Although large scale optimization problems are very difficult to solve in general, problems that arise from practical applications often exhibit particular structure. In this thesis we study and improve algorithms that can efficiently solve structured problems. Three separate settings are considered.

The first part concerns the topic of singularly perturbed Markov decision processes (MDPs). When a MDP is singularly perturbed, one can construct an aggregate model in which the solution is asymptotically optimal. We develop an algorithm that takes advantage of existing results to compute the solution of the original model. The proposed algorithm can compute the optimal solution with a reduction in complexity without any penalty in accuracy.

In the second part, the class of empirical risk minimization (ERM) problems is studied. When using a first order method, the Lipschitz constant of the empirical risk plays a crucial role in the convergence analysis and stepsize strategy of these problems. We derive the probabilistic bounds for such Lipschitz constants using random matrix theory. Our results are used to derive the probabilistic complexity and develop a new stepsize strategy for first order methods. The proposed stepsize strategy, Probabilistic Upper-bound Guided stepsize strategy (PUG), has a strong theoretical guarantee on its performance compared to the standard stepsize strategy.

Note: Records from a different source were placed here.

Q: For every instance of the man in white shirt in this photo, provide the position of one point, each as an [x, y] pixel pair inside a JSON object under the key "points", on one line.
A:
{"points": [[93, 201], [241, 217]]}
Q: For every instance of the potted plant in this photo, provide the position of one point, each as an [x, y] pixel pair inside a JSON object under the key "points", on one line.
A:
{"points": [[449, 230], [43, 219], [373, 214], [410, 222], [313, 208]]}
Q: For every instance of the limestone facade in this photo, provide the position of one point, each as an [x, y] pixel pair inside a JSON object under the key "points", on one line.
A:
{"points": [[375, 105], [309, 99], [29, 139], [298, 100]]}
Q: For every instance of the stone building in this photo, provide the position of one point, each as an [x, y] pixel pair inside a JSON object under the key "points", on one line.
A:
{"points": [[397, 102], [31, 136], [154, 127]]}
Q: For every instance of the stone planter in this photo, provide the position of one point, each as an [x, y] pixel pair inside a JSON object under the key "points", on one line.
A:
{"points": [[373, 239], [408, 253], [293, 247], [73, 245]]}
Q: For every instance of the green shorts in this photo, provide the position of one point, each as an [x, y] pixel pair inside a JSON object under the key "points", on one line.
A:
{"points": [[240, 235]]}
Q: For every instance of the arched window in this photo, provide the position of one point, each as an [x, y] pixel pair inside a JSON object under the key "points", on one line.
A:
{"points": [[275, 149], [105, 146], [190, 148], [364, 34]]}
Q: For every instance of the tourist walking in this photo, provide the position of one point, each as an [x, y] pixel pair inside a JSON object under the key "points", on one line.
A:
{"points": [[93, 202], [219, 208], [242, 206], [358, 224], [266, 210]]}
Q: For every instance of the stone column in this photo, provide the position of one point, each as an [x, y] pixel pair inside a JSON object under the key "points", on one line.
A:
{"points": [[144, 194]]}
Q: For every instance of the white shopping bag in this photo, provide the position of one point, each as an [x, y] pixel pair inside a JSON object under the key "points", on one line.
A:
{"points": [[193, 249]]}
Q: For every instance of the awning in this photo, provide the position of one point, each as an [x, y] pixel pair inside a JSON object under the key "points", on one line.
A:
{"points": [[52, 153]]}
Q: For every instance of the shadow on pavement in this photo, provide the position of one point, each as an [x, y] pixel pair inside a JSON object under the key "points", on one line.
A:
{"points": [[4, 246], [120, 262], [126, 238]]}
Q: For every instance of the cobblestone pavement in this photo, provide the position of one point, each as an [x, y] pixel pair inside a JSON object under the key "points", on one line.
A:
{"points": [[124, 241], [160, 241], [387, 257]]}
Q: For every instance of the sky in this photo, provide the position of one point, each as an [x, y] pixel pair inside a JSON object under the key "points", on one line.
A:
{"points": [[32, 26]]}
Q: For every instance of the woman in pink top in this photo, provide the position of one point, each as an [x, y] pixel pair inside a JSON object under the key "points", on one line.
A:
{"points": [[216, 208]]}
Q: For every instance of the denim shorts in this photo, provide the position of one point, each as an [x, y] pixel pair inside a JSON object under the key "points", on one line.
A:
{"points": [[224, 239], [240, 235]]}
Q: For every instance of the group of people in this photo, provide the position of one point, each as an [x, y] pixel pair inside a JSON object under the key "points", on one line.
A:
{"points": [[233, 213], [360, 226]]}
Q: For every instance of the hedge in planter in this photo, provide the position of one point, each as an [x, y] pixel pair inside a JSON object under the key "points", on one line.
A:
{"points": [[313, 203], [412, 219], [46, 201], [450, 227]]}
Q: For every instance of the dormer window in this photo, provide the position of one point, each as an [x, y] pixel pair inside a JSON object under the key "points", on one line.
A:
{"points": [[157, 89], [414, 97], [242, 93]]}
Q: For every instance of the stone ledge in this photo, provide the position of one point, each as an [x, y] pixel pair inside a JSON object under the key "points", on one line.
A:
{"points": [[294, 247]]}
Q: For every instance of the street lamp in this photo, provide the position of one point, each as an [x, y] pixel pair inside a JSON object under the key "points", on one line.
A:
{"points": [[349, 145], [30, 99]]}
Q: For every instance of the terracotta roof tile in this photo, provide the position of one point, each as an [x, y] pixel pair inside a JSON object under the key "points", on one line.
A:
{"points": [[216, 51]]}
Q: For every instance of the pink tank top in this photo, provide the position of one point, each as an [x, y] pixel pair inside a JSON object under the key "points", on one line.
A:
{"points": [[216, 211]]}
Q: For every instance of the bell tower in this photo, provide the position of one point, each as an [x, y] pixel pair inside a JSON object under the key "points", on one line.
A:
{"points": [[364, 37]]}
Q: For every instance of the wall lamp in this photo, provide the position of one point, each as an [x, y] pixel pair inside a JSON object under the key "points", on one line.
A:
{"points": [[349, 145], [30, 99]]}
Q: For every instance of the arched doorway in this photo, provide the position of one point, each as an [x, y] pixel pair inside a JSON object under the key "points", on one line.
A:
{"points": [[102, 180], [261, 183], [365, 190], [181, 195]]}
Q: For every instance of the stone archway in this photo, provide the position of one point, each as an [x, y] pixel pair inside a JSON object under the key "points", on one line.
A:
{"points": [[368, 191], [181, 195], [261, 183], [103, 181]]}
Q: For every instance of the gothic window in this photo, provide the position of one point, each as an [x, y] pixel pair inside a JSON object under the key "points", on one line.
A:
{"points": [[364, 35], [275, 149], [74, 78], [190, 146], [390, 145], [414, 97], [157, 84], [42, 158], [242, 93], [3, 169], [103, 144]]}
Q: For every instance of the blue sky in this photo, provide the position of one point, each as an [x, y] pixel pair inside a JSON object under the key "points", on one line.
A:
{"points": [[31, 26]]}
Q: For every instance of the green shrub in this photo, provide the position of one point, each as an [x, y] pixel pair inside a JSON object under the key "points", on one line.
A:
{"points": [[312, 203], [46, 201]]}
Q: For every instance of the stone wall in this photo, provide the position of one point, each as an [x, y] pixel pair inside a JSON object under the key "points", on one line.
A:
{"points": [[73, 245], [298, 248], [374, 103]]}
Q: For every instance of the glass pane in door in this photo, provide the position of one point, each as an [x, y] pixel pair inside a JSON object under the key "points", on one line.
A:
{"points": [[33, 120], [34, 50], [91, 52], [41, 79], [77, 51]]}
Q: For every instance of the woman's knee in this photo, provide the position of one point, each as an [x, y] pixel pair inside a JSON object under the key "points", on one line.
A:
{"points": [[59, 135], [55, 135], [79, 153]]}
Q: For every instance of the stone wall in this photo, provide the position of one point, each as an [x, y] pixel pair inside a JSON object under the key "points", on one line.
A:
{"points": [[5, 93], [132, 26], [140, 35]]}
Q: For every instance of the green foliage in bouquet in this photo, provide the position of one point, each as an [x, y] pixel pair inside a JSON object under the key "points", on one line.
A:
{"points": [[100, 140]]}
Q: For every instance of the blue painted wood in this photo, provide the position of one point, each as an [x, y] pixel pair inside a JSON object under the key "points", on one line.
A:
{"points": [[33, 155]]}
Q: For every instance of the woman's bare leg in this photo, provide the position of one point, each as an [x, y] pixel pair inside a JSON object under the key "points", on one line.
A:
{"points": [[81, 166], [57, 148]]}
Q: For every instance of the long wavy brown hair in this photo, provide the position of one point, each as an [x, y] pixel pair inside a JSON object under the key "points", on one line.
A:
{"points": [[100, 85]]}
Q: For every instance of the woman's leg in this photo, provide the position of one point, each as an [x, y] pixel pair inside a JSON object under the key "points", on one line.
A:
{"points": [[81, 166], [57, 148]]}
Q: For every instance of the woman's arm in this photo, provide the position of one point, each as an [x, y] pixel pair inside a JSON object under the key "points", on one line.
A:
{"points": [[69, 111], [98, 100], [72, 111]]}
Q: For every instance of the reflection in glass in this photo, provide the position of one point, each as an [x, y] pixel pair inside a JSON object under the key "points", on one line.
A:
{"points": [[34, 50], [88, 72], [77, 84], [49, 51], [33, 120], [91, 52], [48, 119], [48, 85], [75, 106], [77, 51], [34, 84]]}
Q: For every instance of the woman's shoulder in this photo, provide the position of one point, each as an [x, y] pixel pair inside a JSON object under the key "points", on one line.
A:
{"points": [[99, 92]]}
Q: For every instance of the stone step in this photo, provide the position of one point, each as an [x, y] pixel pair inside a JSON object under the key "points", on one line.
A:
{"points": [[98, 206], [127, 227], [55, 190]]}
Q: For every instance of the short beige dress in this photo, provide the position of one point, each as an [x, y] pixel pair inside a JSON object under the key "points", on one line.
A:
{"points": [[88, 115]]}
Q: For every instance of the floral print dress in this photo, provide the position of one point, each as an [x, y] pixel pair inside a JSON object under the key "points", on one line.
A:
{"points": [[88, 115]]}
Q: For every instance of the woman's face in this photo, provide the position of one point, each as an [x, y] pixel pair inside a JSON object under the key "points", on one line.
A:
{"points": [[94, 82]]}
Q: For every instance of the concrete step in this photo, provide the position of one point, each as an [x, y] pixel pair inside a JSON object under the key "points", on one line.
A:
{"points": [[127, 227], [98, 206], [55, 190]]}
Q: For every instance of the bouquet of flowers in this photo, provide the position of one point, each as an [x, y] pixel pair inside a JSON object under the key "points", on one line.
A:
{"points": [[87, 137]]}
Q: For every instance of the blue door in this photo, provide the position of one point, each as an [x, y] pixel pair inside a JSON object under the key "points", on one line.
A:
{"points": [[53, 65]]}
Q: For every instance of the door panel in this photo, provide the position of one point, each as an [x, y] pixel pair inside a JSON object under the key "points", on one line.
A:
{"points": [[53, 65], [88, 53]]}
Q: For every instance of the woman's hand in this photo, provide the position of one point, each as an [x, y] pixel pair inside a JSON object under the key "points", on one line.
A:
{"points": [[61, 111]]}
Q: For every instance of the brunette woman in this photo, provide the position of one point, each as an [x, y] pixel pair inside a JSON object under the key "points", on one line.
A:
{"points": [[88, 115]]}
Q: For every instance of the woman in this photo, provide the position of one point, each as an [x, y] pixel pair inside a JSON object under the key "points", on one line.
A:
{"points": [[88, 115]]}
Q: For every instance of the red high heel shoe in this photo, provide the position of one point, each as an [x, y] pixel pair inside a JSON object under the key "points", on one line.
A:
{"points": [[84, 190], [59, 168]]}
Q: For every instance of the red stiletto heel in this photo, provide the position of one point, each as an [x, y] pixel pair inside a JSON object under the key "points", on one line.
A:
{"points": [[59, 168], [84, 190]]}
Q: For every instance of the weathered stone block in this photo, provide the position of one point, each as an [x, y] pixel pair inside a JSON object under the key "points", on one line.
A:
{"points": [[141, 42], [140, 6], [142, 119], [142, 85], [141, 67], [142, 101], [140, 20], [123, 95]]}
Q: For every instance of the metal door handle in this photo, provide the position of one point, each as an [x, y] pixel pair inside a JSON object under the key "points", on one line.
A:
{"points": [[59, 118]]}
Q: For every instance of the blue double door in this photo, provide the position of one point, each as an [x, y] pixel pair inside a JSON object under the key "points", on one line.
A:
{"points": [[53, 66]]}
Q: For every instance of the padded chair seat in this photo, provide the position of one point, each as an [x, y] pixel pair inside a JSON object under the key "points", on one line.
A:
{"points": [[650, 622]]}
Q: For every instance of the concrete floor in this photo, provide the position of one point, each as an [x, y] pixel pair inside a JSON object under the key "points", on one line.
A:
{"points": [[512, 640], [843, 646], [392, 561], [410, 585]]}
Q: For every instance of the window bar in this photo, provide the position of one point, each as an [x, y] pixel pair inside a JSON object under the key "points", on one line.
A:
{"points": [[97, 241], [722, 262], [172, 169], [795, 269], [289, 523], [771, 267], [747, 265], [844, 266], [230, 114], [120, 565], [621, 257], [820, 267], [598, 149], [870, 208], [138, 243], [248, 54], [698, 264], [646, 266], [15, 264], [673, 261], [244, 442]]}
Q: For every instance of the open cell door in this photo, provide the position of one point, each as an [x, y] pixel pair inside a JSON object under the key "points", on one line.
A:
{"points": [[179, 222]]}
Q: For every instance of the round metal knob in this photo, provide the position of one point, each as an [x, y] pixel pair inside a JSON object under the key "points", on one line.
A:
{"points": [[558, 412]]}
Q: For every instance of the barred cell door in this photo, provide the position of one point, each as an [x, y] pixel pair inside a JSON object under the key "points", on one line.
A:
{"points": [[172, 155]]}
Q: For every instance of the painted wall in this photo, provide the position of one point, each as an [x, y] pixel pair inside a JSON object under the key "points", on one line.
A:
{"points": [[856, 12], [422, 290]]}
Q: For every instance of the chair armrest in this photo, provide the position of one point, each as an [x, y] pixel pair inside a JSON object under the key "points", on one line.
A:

In the third part, we extend the existing results on multilevel methods for unconstrained convex optimization. We study a special case where the hierarchy of models is created by approximating first and second order information of the exact model. This is known as Galerkin approximation, and we named the corresponding algorithm Galerkin-based Algebraic Multilevel Algorithm (GAMA). Three case studies are conducted to show how the structure of a problem could affect the convergence of GAMA.